How it’s made possible Funding: Programmes provide financial support to cultural entrepreneurs, artists, and creative businesses, enabling them to develop innovative and sustainable business models, products, and services.

Training and mentoring: They offer training and mentoring to the grant holders, equipping them with the skills, knowledge, and tools to develop their business plans, marketing strategies, and operational processes, manage their grants, measure their success and tell their stories better.

Networking and collaboration: The programmes facilitate networking and collaboration between cultural and creative entrepreneurs, enabling them to share knowledge, best practices, and resources.

Market access: They help grant holders to access new markets, both within and outside their regions, by connecting them with potential customers, partners, and investors.

Visibility and recognition: They promote the grant holders’ products, services, and achievements, increasing their visibility and recognition both locally and internationally.

As the global community observes International Women’s Day 2024, it’s exciting to see the successes of initiatives and campaigns dedicated to celebrating women’s achievements, raising awareness about discrimination, and driving action towards gender parity.

The British Council’s role in Sub-Saharan Africa, especially through our arts and creative economy programmes, is a noteworthy example of efforts aimed at supporting young women. These initiatives are designed to counter the gender disparities in cultural and creative industries, which are crucial for the socio-economic development of the region but often overlooked.

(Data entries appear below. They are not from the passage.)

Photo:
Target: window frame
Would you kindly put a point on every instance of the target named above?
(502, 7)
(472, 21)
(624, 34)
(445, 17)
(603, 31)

Our call to action is clear: we must continue to support and invest in these transformative initiatives and programmes. By providing funding, training, mentoring, networking opportunities, and market access, Visibility, inclusion, and recognition are equally crucial, as they celebrate achievements and inspire others to pursue their creative talents and build economic value.

The success of initiatives like those led by the British Council and our partners demonstrates the immense potential of these industries to support young women and contribute to the socio-economic development of the region. By championing gender equality and economic empowerment, we pave the way for a more sustainable, inclusive and diverse creative economy.